Uber, On A Collision Course With City Officials Around The World, Doubles Down On Politico Hires

The company is suddenly on the defensive, with shutdowns imminent from China to New York.

Uber, with its operations facing suspension in cities around the world, is marshaling a small army of policy staffers to do battle with local authorities. India and Spain banned the on-demand taxi service last year, France followed suit, and today China announced that it would be cracking down on unauthorized private cars, less than a month after Uber inked a $600 million deal with Chinese search engine Baidu.

The challenges come amid a politically oriented hiring spree that started last summer with the recruitment of former Obama campaign manager David Plouffe. There are 60 policy and communications jobs now open on the Uber website, based in cities ranging from Amsterdam to Warsaw.

The company’s recent activities in New York are indicative of its headaches and tactics. In the last week, the company has hired two well-connected political insiders to join its New York policy and communications team: Matthew Wing, Governor Andrew Cuomo’s former press secretary, and Michael Allegretti, a failed congressional candidate and former director at the Partnership for New York, the city’s most influential business association.

Wing and Allegretti can’t start soon enough. Last November the New York City Taxi & Limousine Commission adopted new rules that require Uber and other ride services to regularly report operational data, including trip dates, times, locations, and license numbers. The new guidelines have yet to go into effect because the commission needs to work with the city’s 400-plus dispatch bases—many of them mom-and-pop shops—to establish data formats and tracking mechanisms. But when they do, Uber is in trouble if it continues to refuse to share trip data for fear of revealing trade secrets and private information.

In the past, the commission requested data from base operators on a one-off basis. Indeed, it requested trip data from 16 high-volume bases last October, including five Uber bases that were at the time the only ones owned by the company. Uber refused to comply, citing “an individuals’ [sic] reasonable expectation of privacy,” and as a result the commission suspended all five of those bases earlier this week.
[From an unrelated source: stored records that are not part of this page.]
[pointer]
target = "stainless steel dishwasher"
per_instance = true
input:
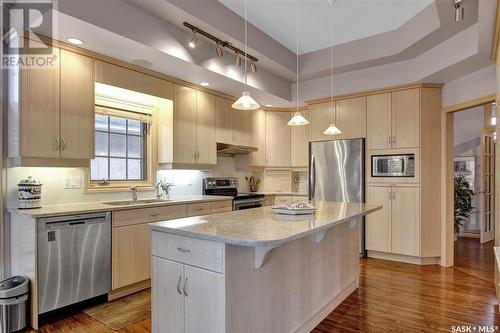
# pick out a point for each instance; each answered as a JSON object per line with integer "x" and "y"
{"x": 74, "y": 259}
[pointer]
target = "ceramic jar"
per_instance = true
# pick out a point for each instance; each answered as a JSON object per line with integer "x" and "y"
{"x": 29, "y": 193}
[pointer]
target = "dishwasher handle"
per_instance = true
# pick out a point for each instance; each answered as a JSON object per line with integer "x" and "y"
{"x": 74, "y": 221}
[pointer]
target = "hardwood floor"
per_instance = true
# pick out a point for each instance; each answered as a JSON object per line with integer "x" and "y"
{"x": 474, "y": 258}
{"x": 393, "y": 297}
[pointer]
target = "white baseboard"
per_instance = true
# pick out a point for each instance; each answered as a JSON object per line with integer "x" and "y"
{"x": 322, "y": 313}
{"x": 404, "y": 258}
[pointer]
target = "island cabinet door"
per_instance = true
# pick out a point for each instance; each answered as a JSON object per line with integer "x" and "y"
{"x": 378, "y": 224}
{"x": 406, "y": 220}
{"x": 167, "y": 296}
{"x": 204, "y": 301}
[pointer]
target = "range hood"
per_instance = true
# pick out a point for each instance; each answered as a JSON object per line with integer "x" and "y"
{"x": 226, "y": 149}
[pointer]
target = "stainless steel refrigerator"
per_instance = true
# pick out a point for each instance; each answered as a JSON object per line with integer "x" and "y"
{"x": 337, "y": 173}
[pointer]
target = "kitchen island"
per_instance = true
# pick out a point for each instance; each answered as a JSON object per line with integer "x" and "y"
{"x": 253, "y": 270}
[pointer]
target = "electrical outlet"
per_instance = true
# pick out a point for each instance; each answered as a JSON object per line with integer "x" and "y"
{"x": 72, "y": 182}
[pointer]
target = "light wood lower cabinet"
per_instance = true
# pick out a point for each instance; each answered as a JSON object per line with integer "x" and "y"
{"x": 406, "y": 220}
{"x": 378, "y": 228}
{"x": 131, "y": 243}
{"x": 131, "y": 250}
{"x": 186, "y": 298}
{"x": 396, "y": 228}
{"x": 167, "y": 297}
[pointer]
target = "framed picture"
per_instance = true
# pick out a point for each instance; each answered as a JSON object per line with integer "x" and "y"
{"x": 466, "y": 166}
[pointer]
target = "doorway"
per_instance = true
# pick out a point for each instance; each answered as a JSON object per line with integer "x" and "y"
{"x": 474, "y": 190}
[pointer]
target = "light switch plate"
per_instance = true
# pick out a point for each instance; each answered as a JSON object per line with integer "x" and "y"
{"x": 72, "y": 182}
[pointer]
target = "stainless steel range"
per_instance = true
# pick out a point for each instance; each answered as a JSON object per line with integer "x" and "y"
{"x": 228, "y": 186}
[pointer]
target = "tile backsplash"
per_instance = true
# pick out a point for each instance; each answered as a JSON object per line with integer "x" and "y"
{"x": 61, "y": 185}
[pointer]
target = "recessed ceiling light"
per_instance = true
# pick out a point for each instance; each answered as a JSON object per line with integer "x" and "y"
{"x": 75, "y": 41}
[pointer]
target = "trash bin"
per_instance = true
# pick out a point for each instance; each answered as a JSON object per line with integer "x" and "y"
{"x": 13, "y": 304}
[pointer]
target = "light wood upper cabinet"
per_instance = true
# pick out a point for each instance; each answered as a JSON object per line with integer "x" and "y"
{"x": 184, "y": 125}
{"x": 206, "y": 150}
{"x": 233, "y": 126}
{"x": 406, "y": 118}
{"x": 277, "y": 139}
{"x": 321, "y": 115}
{"x": 77, "y": 106}
{"x": 378, "y": 225}
{"x": 242, "y": 127}
{"x": 378, "y": 116}
{"x": 51, "y": 111}
{"x": 258, "y": 138}
{"x": 351, "y": 117}
{"x": 300, "y": 143}
{"x": 39, "y": 112}
{"x": 406, "y": 221}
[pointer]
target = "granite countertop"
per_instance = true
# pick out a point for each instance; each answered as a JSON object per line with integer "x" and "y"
{"x": 90, "y": 207}
{"x": 300, "y": 194}
{"x": 261, "y": 226}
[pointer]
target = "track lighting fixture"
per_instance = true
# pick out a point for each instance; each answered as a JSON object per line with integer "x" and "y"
{"x": 253, "y": 66}
{"x": 194, "y": 40}
{"x": 459, "y": 10}
{"x": 237, "y": 59}
{"x": 218, "y": 51}
{"x": 221, "y": 44}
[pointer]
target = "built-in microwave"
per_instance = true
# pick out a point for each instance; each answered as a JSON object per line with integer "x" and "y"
{"x": 393, "y": 165}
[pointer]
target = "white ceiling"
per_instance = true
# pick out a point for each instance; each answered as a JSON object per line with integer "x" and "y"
{"x": 352, "y": 19}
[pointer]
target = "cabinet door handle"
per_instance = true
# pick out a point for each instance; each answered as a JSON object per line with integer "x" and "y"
{"x": 180, "y": 249}
{"x": 184, "y": 289}
{"x": 179, "y": 285}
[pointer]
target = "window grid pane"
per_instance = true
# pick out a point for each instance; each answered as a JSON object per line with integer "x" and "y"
{"x": 121, "y": 147}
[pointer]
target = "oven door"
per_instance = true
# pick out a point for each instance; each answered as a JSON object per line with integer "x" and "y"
{"x": 246, "y": 204}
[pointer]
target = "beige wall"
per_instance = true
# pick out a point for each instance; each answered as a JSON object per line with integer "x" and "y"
{"x": 187, "y": 182}
{"x": 471, "y": 86}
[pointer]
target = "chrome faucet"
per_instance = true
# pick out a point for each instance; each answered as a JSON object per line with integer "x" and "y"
{"x": 133, "y": 188}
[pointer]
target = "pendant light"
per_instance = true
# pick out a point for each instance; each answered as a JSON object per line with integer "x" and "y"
{"x": 332, "y": 129}
{"x": 297, "y": 119}
{"x": 246, "y": 102}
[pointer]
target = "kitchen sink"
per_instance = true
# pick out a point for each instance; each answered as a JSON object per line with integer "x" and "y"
{"x": 136, "y": 202}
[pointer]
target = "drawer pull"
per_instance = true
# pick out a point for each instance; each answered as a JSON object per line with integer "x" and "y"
{"x": 180, "y": 249}
{"x": 184, "y": 288}
{"x": 179, "y": 285}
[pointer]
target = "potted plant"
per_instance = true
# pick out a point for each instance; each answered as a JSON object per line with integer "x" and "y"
{"x": 164, "y": 189}
{"x": 463, "y": 202}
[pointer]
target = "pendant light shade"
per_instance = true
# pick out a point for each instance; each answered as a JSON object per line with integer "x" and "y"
{"x": 246, "y": 102}
{"x": 298, "y": 120}
{"x": 332, "y": 130}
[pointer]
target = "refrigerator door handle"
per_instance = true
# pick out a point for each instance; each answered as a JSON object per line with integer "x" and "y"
{"x": 312, "y": 179}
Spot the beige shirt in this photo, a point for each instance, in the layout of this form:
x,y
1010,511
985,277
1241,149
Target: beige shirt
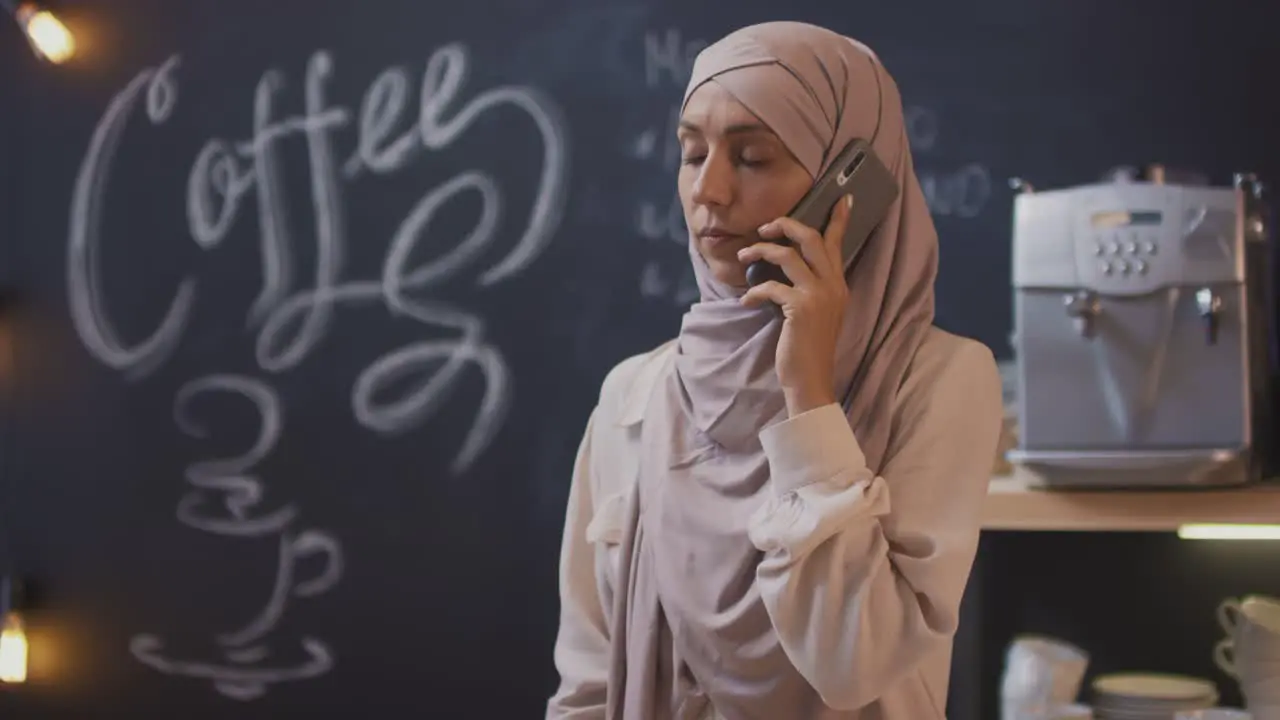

It was an ironic response, given that New Yorkers have their own reasons to question the company’s motives and integrity around data tracking. Last fall Uber took disciplinary action against Josh Mohrer, its top executive in New York, after BuzzFeed disclosed that he had tracked a reporter’s whereabouts without her permission. The company also faced criticism after Forbes revealed that executives had identified specific users’ whereabouts on a real-time “God View” map during its Chicago launch party.

The company is currently dispatching rides in NYC from its one remaining base, which it acquired after the October request. It has until early next week to appeal the commission’s ruling.

The future looks bleak elsewhere in the U.S. as well. Uber recently agreed to suspend operations in Portland for three months while local officials update city rules to accommodate ride-sharing technologies. It has also shut its doors in Nevada, pending regulatory changes.